Age 65 is a milestone. Though I know better, there’s a tendency to think, Oh, now I’m in the category of old people. That’s partly due to bereavement, which dominates your thoughts and makes you feel that your mind doesn’t work right. I have been more aware of memory lapses, just difficulty concentrating. But it’s hard to separate the effects of bereavement and aging in what’s going on.
 
I don’t have a vision of what I want to do after working. I look at the future and I think it would be unusual for me to set big goals and pursue them. Part of me feels like I may need to do that, particularly if a partner doesn’t come along. I’ll have to create a future myself.
 
I think I’d like a relationship again, if the right relationship came along. I think I would find fulfillment.
 
I’m a workaholic, but I’m discovering that I can enjoy being lazy, too. Returning to teaching means I have summers off. I mix work and play better in the summer, and I love the freedom of deciding what to do when. I figure retirement may feel like that. Just mix it up better.
 
Even though I just witnessed a death in my bedroom, where we provided hospice care to my husband, I feel invulnerable and believe that I’m going to live to an old age.

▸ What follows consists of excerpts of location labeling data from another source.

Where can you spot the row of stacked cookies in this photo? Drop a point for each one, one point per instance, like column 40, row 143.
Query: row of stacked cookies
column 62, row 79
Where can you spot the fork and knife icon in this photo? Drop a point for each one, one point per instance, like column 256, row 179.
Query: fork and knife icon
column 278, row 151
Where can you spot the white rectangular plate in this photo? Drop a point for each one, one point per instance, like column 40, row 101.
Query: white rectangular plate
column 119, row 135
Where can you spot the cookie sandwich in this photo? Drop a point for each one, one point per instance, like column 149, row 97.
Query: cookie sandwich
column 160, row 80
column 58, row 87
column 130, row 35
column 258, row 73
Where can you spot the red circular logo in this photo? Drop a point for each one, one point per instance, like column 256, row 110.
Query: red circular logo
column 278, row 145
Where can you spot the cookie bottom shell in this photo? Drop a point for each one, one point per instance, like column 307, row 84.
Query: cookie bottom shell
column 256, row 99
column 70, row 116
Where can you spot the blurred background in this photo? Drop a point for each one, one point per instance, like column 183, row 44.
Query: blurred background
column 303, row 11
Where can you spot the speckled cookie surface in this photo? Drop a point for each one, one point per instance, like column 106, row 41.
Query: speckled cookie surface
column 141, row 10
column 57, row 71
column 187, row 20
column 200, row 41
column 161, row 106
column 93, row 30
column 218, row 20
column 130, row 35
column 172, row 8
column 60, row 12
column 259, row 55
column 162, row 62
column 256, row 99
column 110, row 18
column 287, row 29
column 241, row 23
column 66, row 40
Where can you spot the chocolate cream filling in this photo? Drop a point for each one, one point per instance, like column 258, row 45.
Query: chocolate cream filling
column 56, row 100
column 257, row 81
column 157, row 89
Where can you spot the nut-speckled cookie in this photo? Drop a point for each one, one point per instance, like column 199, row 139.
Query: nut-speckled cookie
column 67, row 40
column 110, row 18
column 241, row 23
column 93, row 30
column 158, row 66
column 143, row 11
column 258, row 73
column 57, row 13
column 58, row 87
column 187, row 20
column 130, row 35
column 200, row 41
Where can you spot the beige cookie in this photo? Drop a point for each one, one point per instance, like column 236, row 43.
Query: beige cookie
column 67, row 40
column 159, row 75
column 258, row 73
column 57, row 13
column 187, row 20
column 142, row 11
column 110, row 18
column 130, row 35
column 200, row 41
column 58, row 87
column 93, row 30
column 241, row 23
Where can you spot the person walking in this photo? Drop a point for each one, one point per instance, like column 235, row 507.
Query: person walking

I have a few of the aging kinds of things, osteoporosis and high cholesterol, but basically I’m very healthy. So I’m not thinking about death.
 
I’ve been interested in the question of how to maintain your optimism when you’re able to do less and less. The picture is very good until you get up to really old age, 85 or older, with multiple health issues. Up until then, older people seem to focus on enjoying life more than younger people do. At the same time, there’s an increase in spirituality. It has been shown that when you see time running short, you emphasize emotional fulfillment with loved ones over other goals like acquiring more information and meeting new people.
 
It’s also been shown that on a day-to-day basis older people have more positive emotional experiences than younger people. Older people may also have more emotional control. They don’t get all bent out of shape over things that would cause younger people to go ballistic. Older adults have a full range of emotions, but better emotional control.
 
Also, we change how we judge ourselves as we get older. Right now, I’m beating myself up thinking that I should meet the same standards
as younger people. Maybe at some point I’ll shift and start comparing myself to other aging colleagues and decide I’m not doing so badly after all.
 
I’m still in an unsettled transition period, with conflicting feelings about myself, my life, and what the rest of my life is going to look like. Perhaps I’m waiting for something to happen, and maybe it will.
 
It’s like an identity crisis. My identity was tied up with my husband, with my administrative job. I’ve been forced into an identity revision process. It can be interesting and invigorating, and it can lead in new, good directions.